Last year I was at a dinner and the discussion turned to how mental illness can negatively impact someone’s academic performance and what the university can do about it. Not knowing about my struggles with mental illness, someone close to me said that “not everyone is cut out for university”. Those words really hurt me because I don’t think it’s fair to dismiss someone’s ability to excel academically solely on the fact that they’re currently struggling with mental illness. I felt that having the attitude that someone doesn’t belong in university because of mental illness was a part of the bigger problem.
Instead of emphasizing asking how we can help, society plays into the stigma that people with mental illness are lesser. Instead of encouraging people to reach out for the help that they desperately need, we make them feel ashamed. Instead of providing support to students with mental illness, the university requires them to withdraw. This is why we need to speak up, be vulnerable, and come together to change the narrative about mental health in academia.
Sleepless nights spent studying for exams, having a diet that consist of caffeine and Adderall, and reaching your breaking point because you’re so overwhelmed is not what the university experience should be about. I would love to see the university invest more money into the health and counselling services so that students don’t have to wait two weeks or more to see a counsellor. While psychiatrists are covered under MSP, mental health services are underfunded which makes it difficult to find affordable professional help.
Last summer my depression was at a low-point. I would stay in bed from Saturday afternoon until Tuesday morning because I felt numb, lost, directionless and incapable. I am fortunate enough that I was able to find the professional help I need. I have good days and I have bad days, but lately the good days largely outweigh the bad. I’m taking things one day at a time and I’m making self-care a priority. I’m learning how to stop negative self-talk, and I’m rediscovering my limits.
While it may sound like I have everything together, I don’t.

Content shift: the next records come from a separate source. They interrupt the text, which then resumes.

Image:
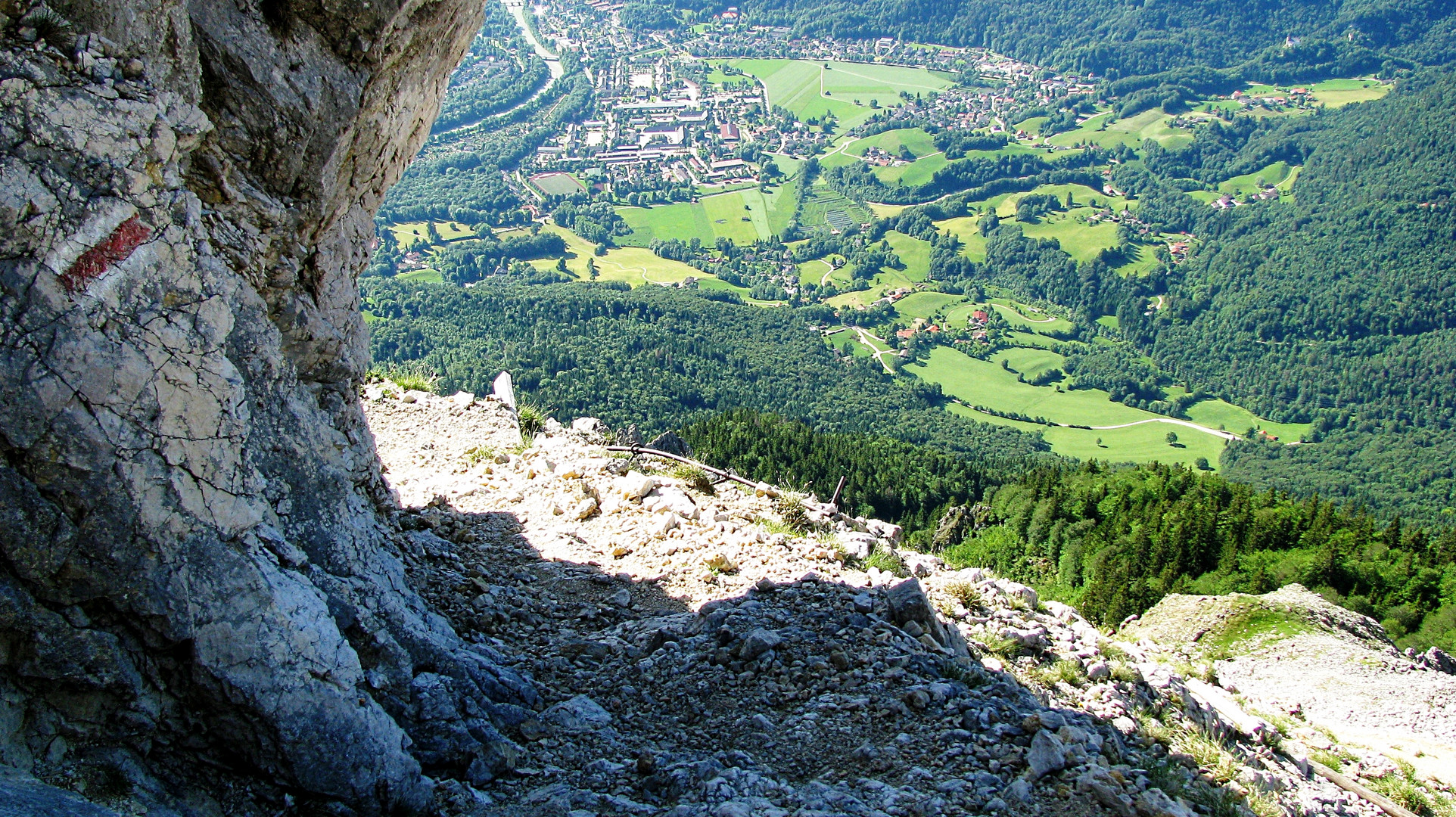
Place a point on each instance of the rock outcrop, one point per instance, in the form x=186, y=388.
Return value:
x=191, y=560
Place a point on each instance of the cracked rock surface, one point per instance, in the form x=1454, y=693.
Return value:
x=200, y=607
x=699, y=656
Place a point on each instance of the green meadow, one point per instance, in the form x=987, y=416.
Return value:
x=811, y=89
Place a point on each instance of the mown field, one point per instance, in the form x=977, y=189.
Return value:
x=1142, y=436
x=742, y=216
x=813, y=89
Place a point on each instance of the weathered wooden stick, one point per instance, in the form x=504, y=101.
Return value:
x=688, y=461
x=1383, y=803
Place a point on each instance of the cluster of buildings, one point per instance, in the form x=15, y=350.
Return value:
x=655, y=121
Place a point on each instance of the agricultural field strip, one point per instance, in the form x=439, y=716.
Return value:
x=1169, y=420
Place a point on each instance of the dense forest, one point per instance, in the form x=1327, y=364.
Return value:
x=1264, y=39
x=1333, y=303
x=663, y=359
x=1331, y=306
x=884, y=478
x=1114, y=541
x=1339, y=305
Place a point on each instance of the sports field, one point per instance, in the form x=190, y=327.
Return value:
x=811, y=89
x=556, y=184
x=417, y=232
x=1131, y=132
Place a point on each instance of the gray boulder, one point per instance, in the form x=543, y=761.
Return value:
x=1046, y=755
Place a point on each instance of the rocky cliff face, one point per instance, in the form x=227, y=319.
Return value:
x=192, y=558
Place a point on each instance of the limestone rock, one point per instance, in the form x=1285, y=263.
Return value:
x=577, y=714
x=181, y=349
x=1046, y=755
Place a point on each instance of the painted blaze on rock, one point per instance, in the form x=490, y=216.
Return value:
x=191, y=554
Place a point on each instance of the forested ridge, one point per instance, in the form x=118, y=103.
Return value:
x=1115, y=539
x=1131, y=39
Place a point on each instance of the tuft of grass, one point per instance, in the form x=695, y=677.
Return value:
x=1202, y=672
x=792, y=511
x=966, y=593
x=885, y=561
x=1264, y=806
x=695, y=478
x=479, y=453
x=1125, y=672
x=775, y=526
x=1006, y=648
x=1111, y=651
x=1408, y=791
x=51, y=26
x=1062, y=672
x=1336, y=759
x=411, y=377
x=532, y=418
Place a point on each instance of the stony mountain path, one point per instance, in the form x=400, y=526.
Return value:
x=695, y=657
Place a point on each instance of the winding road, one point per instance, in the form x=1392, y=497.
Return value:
x=517, y=9
x=877, y=353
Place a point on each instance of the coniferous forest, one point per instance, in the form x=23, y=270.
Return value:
x=1331, y=305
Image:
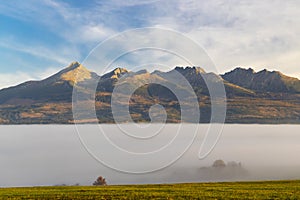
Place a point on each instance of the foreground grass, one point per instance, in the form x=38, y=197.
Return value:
x=234, y=190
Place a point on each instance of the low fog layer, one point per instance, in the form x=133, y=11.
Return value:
x=53, y=154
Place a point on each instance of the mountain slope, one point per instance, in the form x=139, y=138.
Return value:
x=56, y=88
x=262, y=97
x=263, y=81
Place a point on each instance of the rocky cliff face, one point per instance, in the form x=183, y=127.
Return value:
x=252, y=97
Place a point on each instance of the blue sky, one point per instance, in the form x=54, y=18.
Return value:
x=40, y=37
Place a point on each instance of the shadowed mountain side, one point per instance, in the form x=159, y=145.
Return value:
x=263, y=97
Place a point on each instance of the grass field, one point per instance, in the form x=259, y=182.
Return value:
x=235, y=190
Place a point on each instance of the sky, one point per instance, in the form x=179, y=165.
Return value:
x=40, y=37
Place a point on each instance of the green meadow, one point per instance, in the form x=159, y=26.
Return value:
x=224, y=190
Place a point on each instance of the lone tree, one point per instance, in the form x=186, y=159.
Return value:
x=100, y=181
x=219, y=163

I have made so much progress in my mental health these past few months but I’m still trying to recover academically from my depression. However I’m not going to let that stop me from achieving my goals or following my passions. Instead, I am using my frustration with the system as my motivation to succeed this semester. I will not be told that I don’t belong in university because of my mental illness.
Don’t let anyone limit you. You are worthy. You are good enough. You are loved. You are more than your mental illness.